J'ai lu l'admirable ouvrage de Jean-Marie Muller avec d'autant plus de satisfaction que, depuis plus d'un demi-siècle que j'écris et que j'ai mesuré l'absurdité et l'horreur des inutiles égorgements dont tant d'hommes ont tiré leur gloire, depuis tant d'années que me poursuit la peur de la guerre, j'ai cent fois eu envie de m'atteler à une vie de Gandhi. Si j'y ai cent fois renoncé, c'est que je n'ai pas osé. La crainte de mal faire. De n'être pas digne d'un tel modèle.

Le Gandhi de Jean-Marie Muller nous parvient à un moment où tous les esprits éclairés, tous les êtres qui ont une conscience devraient se lever pour répéter sans cesse ce mot du Mahatma où est exprimé l'essentiel : « La violence est un suicide. »
Aujourd'hui, les apprentis sorciers que sont certains savants à la solde des marchands d'armes et des gouvernants ont mis au point le moyen de pulvériser la planète. L'humanité n'a d'espoir d'être sauvée que si elle admet enfin que sa seule chance de survie réside dans le refus absolu de toute violence.

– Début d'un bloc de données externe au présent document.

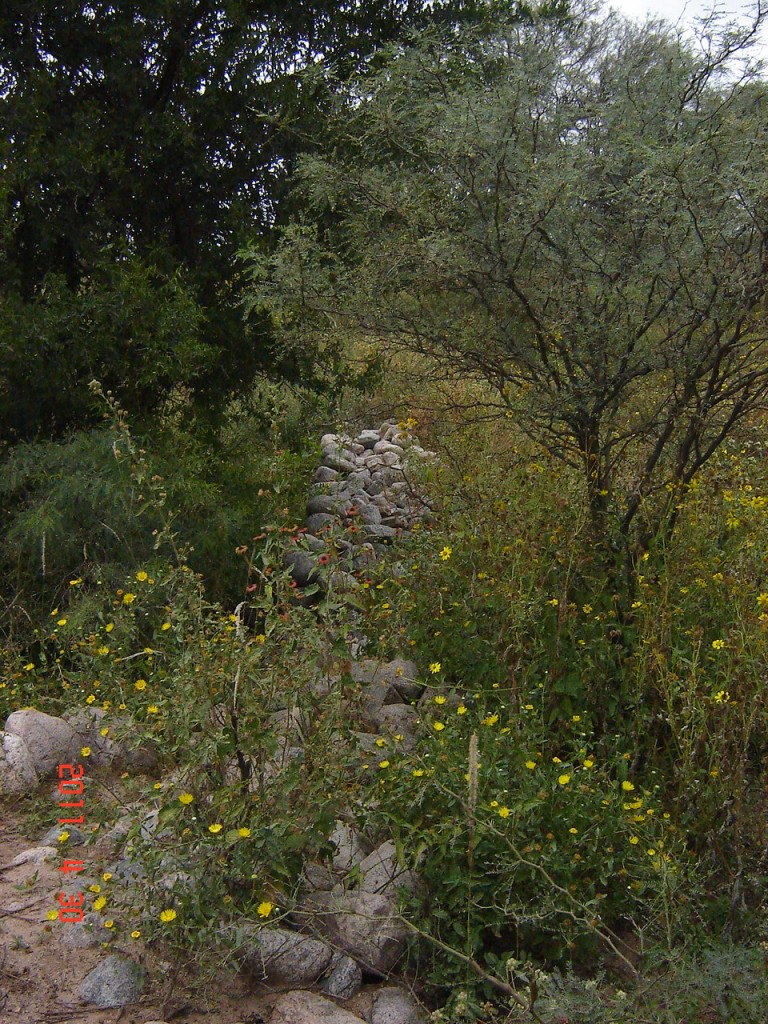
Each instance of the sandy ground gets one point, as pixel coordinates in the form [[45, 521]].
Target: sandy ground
[[40, 975]]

Non seulement il faut lire ce livre, mais en méditer l'enseignement et le faire lire dans les écoles où se forment les hommes de demain. Ces enfants qu'on tient dans l'ignorance du désastre qui les attend, ces enfants à qui on enseigne que la guerre est une fatalité et qu'elle leur donnera l'occasion d'être grands.
                                                           Bernard Clavel

alt=Description de cette image, également commentée ci-après  Jean-Marie Muller en 1991 

Gandhi
n'est pas seulement pour nous le guide héroïque de son peuple immense, qui revendique sa liberté - et qui la prendra. Il est la lumière la plus sûre, la plus pure qui brille au sombre ciel de notre temps.

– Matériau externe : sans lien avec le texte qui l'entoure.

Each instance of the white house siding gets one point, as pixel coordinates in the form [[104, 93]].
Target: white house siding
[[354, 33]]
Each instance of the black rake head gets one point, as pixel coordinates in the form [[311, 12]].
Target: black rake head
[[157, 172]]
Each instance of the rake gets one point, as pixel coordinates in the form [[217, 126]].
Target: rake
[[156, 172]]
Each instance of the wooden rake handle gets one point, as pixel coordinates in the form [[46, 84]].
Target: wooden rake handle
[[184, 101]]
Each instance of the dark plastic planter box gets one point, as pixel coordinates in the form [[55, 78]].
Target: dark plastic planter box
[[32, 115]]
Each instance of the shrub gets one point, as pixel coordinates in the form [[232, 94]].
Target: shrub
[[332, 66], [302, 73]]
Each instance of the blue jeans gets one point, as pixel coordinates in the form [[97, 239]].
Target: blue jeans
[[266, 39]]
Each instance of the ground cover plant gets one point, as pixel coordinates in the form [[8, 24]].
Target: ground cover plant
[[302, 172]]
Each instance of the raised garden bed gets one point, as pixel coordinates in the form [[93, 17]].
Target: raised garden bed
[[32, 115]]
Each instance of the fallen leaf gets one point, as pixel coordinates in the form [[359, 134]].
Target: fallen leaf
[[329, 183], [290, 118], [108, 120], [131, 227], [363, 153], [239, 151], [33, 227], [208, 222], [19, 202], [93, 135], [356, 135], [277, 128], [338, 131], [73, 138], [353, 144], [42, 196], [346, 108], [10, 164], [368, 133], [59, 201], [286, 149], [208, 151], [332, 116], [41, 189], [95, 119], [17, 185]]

Dans les tempêtes où le vaisseau croulant de notre civilisation menace de se perdre corps et biens, il est l'étoile qui nous montre la route - la seule route qui nous reste ouverte vers le salut. Cette route est en nous. Elle est la suprême énergie. Elle est la Non-Acceptation héroïque. Elle est le refus dressé par l'âme fière contre l'injustice et la violence. Elle est la révolution de l'Esprit.
Cette Révolution n'oppose pas entre elles les races, les classes, les nations, les religions. Elle les unit. Elle éveille en chacun des hommes le feu profond de l'Ame Unique, qui a fait surgir l'humanité du néant, où sa frénésie aspire à la faire rentrer.                                                                      

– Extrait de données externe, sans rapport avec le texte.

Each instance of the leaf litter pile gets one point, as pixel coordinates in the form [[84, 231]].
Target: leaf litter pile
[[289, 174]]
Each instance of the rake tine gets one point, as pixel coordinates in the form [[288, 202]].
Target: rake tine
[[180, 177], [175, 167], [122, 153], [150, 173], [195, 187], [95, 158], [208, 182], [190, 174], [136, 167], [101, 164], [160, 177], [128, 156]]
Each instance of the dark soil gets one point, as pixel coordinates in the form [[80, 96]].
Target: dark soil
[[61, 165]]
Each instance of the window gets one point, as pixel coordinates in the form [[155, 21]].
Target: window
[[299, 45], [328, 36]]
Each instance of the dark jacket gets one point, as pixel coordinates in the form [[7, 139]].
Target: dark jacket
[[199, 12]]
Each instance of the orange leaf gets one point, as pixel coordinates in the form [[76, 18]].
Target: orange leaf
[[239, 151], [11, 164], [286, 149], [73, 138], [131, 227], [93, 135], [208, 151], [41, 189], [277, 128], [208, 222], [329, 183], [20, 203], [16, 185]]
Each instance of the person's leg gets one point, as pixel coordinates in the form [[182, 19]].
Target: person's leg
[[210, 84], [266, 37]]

                                                     Romain Rolland, 1er octobre 1930

Notes et références
[1] Membre fondateur du Mouvement pour une Alternative non-violente, dont Clavel était membre, Jean-Marie Muller est directeur des études à l'Institut de recherche sur la résolution non-violente des conflits.
Il a publié de nombreux ouvrages, dont "Le Principe de non-violence, Parcours philosophique" (Desclée de Brouwer) et "Paroles de non-violence" (Albin Michel).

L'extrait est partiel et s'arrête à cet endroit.